Le critiche riguardavano la sostanza della qualità della camicia.
Oviesse viene da Organizzazione Vendite Speciali ed era la costola economica di Coin, come UPIM lo era di LaRinascente.
Erano grandi magazzini popolari. Ma non è detto che un prodotto meno costoso lo sia solo perché di qualità inferiore. Il prezzo è determinato da molteplici fattori e difficilmente o solo parzialmente il prezzo è determinato dal prodotto in sé.
Però piace fare un regalo che si intuisce costoso, cosa definita prevalentemente dal marchio. Un jeans, ad esempio, è un jeans, la qualità garantita dal marchio è determinata dal taglio che può essere più o meno donante, ma forse conta anche il fisico e la suggestione della pubblicità.
Anche chi riceve il regalo può desiderare qualcosa che fa intuire che chi lo ha comprato si sia un po’ “sbattuto“ sia per trovarlo, sia per il prezzo.
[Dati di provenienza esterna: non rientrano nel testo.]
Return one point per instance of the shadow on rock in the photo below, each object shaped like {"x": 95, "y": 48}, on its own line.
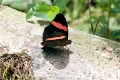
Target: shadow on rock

Ognuno di noi cerca di trasmettere con un regalo un pensiero e una cura per la persona che poi lo riceve.
Ma la cura può essere anche in un paio di calze del mercato. Dipende da chi deve ricevere il dono.
Magari Etta conosce suo padre. Io ho consigliato le camice di ovs perché solo lì avevo trovato una combinazione per mio figlio, molto magro, ma si possono trovare anche con il collo piccolo e abbastanza ampie per un po’ di pancetta. Dipende dal fisico di chi la dovrà mettere. Pur essendo un papà giovane, non so immaginare il fisico del padre di Etta. Lì c’è scelta. Non ho consigliato una cosa di cattiva qualità.